The spark plug wires should be unhooked and dragged out of the way. The same goes for all of the wiring and hoses. It’s possible that the throttle body will have to be removed as well. Clean everything that is oil-covered or otherwise filthy with a rag.
It’s possible that the gasoline line will have to be removed. This can be done with a specific tool or by holding the line and dragging the connection forward to release the other end of the line.
The cylinder head and intake manifold must also be removed. They’re heavy, so use caution when handling them.
Remove the valve cover by removing all of the nuts that keep it in place. Because the valves are now visible, be careful not to let debris enter the unit.
After that, the spark plugs must be removed. To do so, use a spark plug wrench. Then loosen all of the bolts that are holding the cylinder head in place, keeping account of their position. They’ll have to be reinstalled in the same locations from which they were removed. Lift the cylinder head out after making sure there are no other cables or hoses connected to it. Because it’s heavy and there’s not a lot of area to maneuver, a second pair of hands can be useful.
The head gasket is that small piece of metal perched atop the cylinders. Remove it and inspect the area surrounding the cylinder block. If something is damaged or corroded, there could be a problem. Make that the top of the cylinder head is clean and free of warping. For information about warping tolerance, consult the repair manual.
Clean the cylinder heads with a toothbrush and the cylinder walls with an oil-soaked rag if everything passes inspection. Then, with the correct side facing up, install the replacement head gasket.
The head gasket is that small piece of metal perched on top of the cylinders. Remove the cylinder block and inspect the area around it. There could be another concern if something is fractured or rusted. Make sure there is no warping on the top of the cylinder head by cleaning it. For warping tolerance, check the repair manual.
If everything checks out, use a toothbrush to clean the cylinder heads, and an oil-soaked towel to wipe the cylinder walls. Then, with the correct side facing up, put in the replacement head gasket.
New oil and coolant must be added after everything has been reinstalled.

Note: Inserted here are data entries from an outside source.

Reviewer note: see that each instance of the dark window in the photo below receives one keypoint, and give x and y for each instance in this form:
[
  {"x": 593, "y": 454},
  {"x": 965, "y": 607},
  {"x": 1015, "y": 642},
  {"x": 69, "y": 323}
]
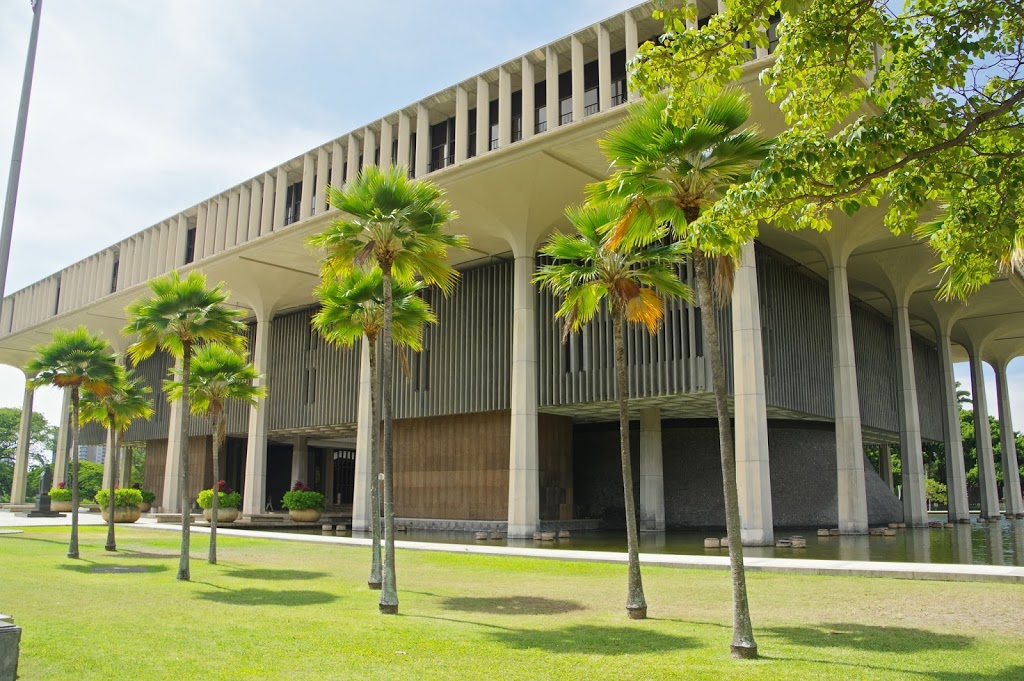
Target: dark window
[{"x": 189, "y": 245}]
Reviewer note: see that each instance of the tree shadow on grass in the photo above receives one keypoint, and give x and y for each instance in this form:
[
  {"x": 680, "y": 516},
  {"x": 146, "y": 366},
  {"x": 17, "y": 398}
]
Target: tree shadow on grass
[
  {"x": 268, "y": 597},
  {"x": 274, "y": 575},
  {"x": 592, "y": 639},
  {"x": 511, "y": 605}
]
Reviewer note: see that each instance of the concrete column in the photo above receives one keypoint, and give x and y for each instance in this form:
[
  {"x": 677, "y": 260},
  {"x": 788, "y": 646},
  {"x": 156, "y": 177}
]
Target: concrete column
[
  {"x": 422, "y": 140},
  {"x": 578, "y": 81},
  {"x": 20, "y": 475},
  {"x": 983, "y": 439},
  {"x": 603, "y": 67},
  {"x": 170, "y": 501},
  {"x": 651, "y": 474},
  {"x": 753, "y": 471},
  {"x": 352, "y": 159},
  {"x": 280, "y": 199},
  {"x": 300, "y": 459},
  {"x": 632, "y": 43},
  {"x": 551, "y": 87},
  {"x": 64, "y": 440},
  {"x": 369, "y": 147},
  {"x": 523, "y": 458},
  {"x": 504, "y": 108},
  {"x": 266, "y": 211},
  {"x": 1011, "y": 469},
  {"x": 360, "y": 491},
  {"x": 254, "y": 496},
  {"x": 482, "y": 116},
  {"x": 852, "y": 496},
  {"x": 952, "y": 438},
  {"x": 461, "y": 124},
  {"x": 387, "y": 138},
  {"x": 914, "y": 504},
  {"x": 320, "y": 198},
  {"x": 403, "y": 139},
  {"x": 308, "y": 187}
]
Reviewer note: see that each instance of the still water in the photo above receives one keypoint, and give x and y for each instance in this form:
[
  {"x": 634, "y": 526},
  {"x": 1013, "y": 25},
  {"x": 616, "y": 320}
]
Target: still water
[{"x": 980, "y": 544}]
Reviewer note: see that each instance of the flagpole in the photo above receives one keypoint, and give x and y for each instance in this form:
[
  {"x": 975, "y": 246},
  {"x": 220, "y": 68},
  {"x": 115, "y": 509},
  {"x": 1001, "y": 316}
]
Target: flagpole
[{"x": 15, "y": 157}]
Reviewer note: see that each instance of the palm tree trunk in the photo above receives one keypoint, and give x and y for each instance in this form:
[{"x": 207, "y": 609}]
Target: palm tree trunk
[
  {"x": 218, "y": 419},
  {"x": 375, "y": 469},
  {"x": 636, "y": 605},
  {"x": 73, "y": 544},
  {"x": 389, "y": 588},
  {"x": 183, "y": 573},
  {"x": 743, "y": 644},
  {"x": 112, "y": 545}
]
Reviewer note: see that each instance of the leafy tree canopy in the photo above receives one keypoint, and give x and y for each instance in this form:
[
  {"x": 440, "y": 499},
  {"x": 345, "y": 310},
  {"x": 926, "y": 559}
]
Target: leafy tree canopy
[{"x": 919, "y": 104}]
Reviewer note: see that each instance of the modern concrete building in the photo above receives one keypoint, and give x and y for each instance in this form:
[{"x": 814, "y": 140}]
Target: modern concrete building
[{"x": 833, "y": 341}]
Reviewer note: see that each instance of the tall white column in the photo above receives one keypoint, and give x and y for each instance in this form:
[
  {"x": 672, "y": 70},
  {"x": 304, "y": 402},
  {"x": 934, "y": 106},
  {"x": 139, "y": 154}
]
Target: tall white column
[
  {"x": 504, "y": 108},
  {"x": 753, "y": 470},
  {"x": 603, "y": 67},
  {"x": 528, "y": 100},
  {"x": 983, "y": 439},
  {"x": 20, "y": 474},
  {"x": 461, "y": 124},
  {"x": 578, "y": 78},
  {"x": 300, "y": 459},
  {"x": 360, "y": 491},
  {"x": 482, "y": 116},
  {"x": 254, "y": 495},
  {"x": 551, "y": 87},
  {"x": 523, "y": 457},
  {"x": 852, "y": 495},
  {"x": 64, "y": 440},
  {"x": 651, "y": 472},
  {"x": 914, "y": 504},
  {"x": 952, "y": 438},
  {"x": 1011, "y": 469}
]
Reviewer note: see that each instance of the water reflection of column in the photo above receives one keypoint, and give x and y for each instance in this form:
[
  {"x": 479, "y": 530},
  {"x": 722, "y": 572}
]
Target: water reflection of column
[
  {"x": 1017, "y": 541},
  {"x": 993, "y": 538},
  {"x": 963, "y": 551}
]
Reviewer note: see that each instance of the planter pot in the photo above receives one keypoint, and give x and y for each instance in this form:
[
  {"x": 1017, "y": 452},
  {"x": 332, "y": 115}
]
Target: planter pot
[
  {"x": 223, "y": 515},
  {"x": 304, "y": 515},
  {"x": 122, "y": 513}
]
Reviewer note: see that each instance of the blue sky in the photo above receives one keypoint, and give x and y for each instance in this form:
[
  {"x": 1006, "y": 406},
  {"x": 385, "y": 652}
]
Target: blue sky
[{"x": 142, "y": 109}]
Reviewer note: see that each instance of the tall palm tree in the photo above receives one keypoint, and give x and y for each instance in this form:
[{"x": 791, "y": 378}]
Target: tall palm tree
[
  {"x": 73, "y": 360},
  {"x": 670, "y": 166},
  {"x": 397, "y": 224},
  {"x": 116, "y": 410},
  {"x": 634, "y": 285},
  {"x": 180, "y": 314},
  {"x": 218, "y": 374},
  {"x": 352, "y": 307}
]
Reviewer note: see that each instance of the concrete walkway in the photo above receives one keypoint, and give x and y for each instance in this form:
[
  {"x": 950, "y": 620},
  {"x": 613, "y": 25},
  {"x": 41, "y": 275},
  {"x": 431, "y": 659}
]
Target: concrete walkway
[{"x": 939, "y": 571}]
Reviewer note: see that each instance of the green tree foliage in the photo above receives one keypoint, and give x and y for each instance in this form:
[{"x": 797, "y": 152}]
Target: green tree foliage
[
  {"x": 912, "y": 108},
  {"x": 42, "y": 442}
]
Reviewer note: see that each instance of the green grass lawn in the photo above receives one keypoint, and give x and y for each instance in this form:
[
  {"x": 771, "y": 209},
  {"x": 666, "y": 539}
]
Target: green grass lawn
[{"x": 287, "y": 609}]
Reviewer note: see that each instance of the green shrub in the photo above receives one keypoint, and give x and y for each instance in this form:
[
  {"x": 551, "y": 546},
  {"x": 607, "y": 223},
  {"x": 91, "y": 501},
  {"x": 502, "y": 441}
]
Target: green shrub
[
  {"x": 127, "y": 497},
  {"x": 60, "y": 495},
  {"x": 224, "y": 499},
  {"x": 300, "y": 500}
]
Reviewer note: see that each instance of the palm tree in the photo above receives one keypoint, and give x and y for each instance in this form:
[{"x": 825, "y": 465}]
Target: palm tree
[
  {"x": 218, "y": 374},
  {"x": 116, "y": 410},
  {"x": 634, "y": 284},
  {"x": 180, "y": 314},
  {"x": 73, "y": 360},
  {"x": 669, "y": 167},
  {"x": 352, "y": 307},
  {"x": 397, "y": 224}
]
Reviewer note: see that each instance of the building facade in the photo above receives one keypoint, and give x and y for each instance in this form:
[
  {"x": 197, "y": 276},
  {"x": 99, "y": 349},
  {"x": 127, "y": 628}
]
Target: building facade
[{"x": 833, "y": 341}]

Because oil and coolant leaks were most likely the first sign that the head gasket had blown, it’s a good idea to cleanse both before adding new.
Using Head Gasket Sealant
Many head gasket problems can be fixed for under $60. Try a bottle of BlueDevil Pour-N-Go Head Gasket Sealer if replacing the head gasket isn’t an option. It’s designed to be simple to use, and a single 16-ounce bottle is enough for a 4- or 6-cylinder engine.
Head gaskets, as well as other parts such as cooling system leaks, heater cores, and freeze plugs, can be permanently repaired and sealed with BlueDevil Pour-N-Go Head Gasket Sealer.
How To Use Blue Devil Head Gasket Sealant
Drain 16 ounces from the radiator when the engine is cold. Start the engine and turn the heater up to the maximum setting. Pour the sealant into the radiator slowly over the period of a minute with the transmission in neutral or park. To allow the sealant to circulate, replace the radiator cap and let the car idle for 50 minutes.
In many cases, an hour and $60 will address the problem completely and permanently. Repair the blown head gasket or take the car to a professional mechanic if the symptoms that led to the diagnosis persist. When sealant fails to work, it indicates that the problem is more serious than a simple head gasket issue.
Hope you enjoyed reading this article on head gasket repair. If your head gasket is blown, you can replace it or use head gasket sealant to correct the issue.